A common man marvels at uncommon things. A wise man marvels at the commonplace. CONFUCIUS

Thursday, 19 June 2008

Soup And A Curry

Yes, food - to continue the theme of the last post. I'm passionate about it. I love shopping for food, preparing it, cooking it, eating it. Even growing it. I started the vegetable garden very late this year - too late for the usual onions and potatoes I normally plant - but the runner beans, courgettes and sweetcorn are now coming up nicely.

It always amazes me how, at a time when we know so much about diet, nutrition and the direct relation between good food and good health, at a time when we're awash with cookery books and TV programmes, we're still a nation of instant frozen meal buyers and consumers of mediocre, fattening pub-chain fodder and crap takeaways.

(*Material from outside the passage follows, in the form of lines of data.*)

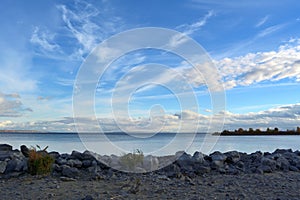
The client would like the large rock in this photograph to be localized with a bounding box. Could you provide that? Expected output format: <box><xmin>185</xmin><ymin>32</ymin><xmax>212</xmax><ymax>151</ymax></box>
<box><xmin>160</xmin><ymin>164</ymin><xmax>181</xmax><ymax>178</ymax></box>
<box><xmin>0</xmin><ymin>151</ymin><xmax>13</xmax><ymax>161</ymax></box>
<box><xmin>209</xmin><ymin>151</ymin><xmax>227</xmax><ymax>162</ymax></box>
<box><xmin>276</xmin><ymin>157</ymin><xmax>290</xmax><ymax>171</ymax></box>
<box><xmin>176</xmin><ymin>152</ymin><xmax>194</xmax><ymax>173</ymax></box>
<box><xmin>4</xmin><ymin>159</ymin><xmax>19</xmax><ymax>174</ymax></box>
<box><xmin>82</xmin><ymin>160</ymin><xmax>92</xmax><ymax>168</ymax></box>
<box><xmin>61</xmin><ymin>165</ymin><xmax>79</xmax><ymax>178</ymax></box>
<box><xmin>67</xmin><ymin>159</ymin><xmax>82</xmax><ymax>168</ymax></box>
<box><xmin>209</xmin><ymin>151</ymin><xmax>227</xmax><ymax>169</ymax></box>
<box><xmin>0</xmin><ymin>144</ymin><xmax>12</xmax><ymax>151</ymax></box>
<box><xmin>260</xmin><ymin>157</ymin><xmax>276</xmax><ymax>173</ymax></box>
<box><xmin>193</xmin><ymin>151</ymin><xmax>206</xmax><ymax>164</ymax></box>
<box><xmin>82</xmin><ymin>150</ymin><xmax>96</xmax><ymax>160</ymax></box>
<box><xmin>224</xmin><ymin>151</ymin><xmax>241</xmax><ymax>163</ymax></box>
<box><xmin>20</xmin><ymin>145</ymin><xmax>29</xmax><ymax>157</ymax></box>
<box><xmin>143</xmin><ymin>155</ymin><xmax>159</xmax><ymax>171</ymax></box>
<box><xmin>71</xmin><ymin>151</ymin><xmax>84</xmax><ymax>160</ymax></box>
<box><xmin>55</xmin><ymin>157</ymin><xmax>68</xmax><ymax>165</ymax></box>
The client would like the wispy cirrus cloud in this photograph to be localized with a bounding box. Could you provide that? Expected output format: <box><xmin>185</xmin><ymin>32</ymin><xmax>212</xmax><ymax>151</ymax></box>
<box><xmin>168</xmin><ymin>10</ymin><xmax>215</xmax><ymax>47</ymax></box>
<box><xmin>30</xmin><ymin>27</ymin><xmax>60</xmax><ymax>53</ymax></box>
<box><xmin>176</xmin><ymin>10</ymin><xmax>215</xmax><ymax>35</ymax></box>
<box><xmin>57</xmin><ymin>1</ymin><xmax>121</xmax><ymax>59</ymax></box>
<box><xmin>215</xmin><ymin>40</ymin><xmax>300</xmax><ymax>89</ymax></box>
<box><xmin>0</xmin><ymin>92</ymin><xmax>33</xmax><ymax>117</ymax></box>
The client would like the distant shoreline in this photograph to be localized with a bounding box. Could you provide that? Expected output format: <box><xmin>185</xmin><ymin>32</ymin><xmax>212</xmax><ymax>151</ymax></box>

Proper food needn't take an age to cook in the evenings - quick home-made soups, stir-fries, fish dishes and scores of other recipes can be ready in half-an-hour. Only yesterday I made a delicious soup by simmering in some stock a couple of potatoes, a couple of carrots, some runner beans, some mushrooms, a pile of shredded cabbage, some celeriac and loads of celery. A little or a lot of seasoning depending on your taste, a quick whizz after the vegetables have softened - and you have a fresh, tasty vegetable soup which can't possibly be reproduced in a packet or tin.

Even dishes like curries can be quick (though some Goan friends we once knew seemed to take all day to prepare theirs). Here's a recipe for chicken bhuna I often make. Raid your spice cupboard and prepare a marinade of yoghurt, lemon juice, garlic, turmeric, paprika, ground cumin, ground chilli, crushed cardamom (remove the husk first) and salt. Quantities are very much up to you. Experiment to find the amount of each spice you like. Add to the marinade strips or cubes of fresh, uncooked chicken and leave (several hours in the fridge would be ideal but I can never be bothered). Meanwhile fry some onion in a pan, add some rice (pilau is preferable but any rice will do) and also garlic, cardamom pods, fennel seeds and a cinnamon stick for flavouring, then pour in cold water to the level of 1 inch above the rice. Boil for 5 minutes, then cover with a lid and leave for 20 minutes. This will give you soft, steamed, spicy, flavoursome rice. You then serve this with the marinade-coated chicken you'll have fried 10 minutes beforehand. If you want, you can sprinkle garam masala and chopped coriander over the cooked chicken. And accompany with warm naan bread and a cucumber salad. Absolutely delicious.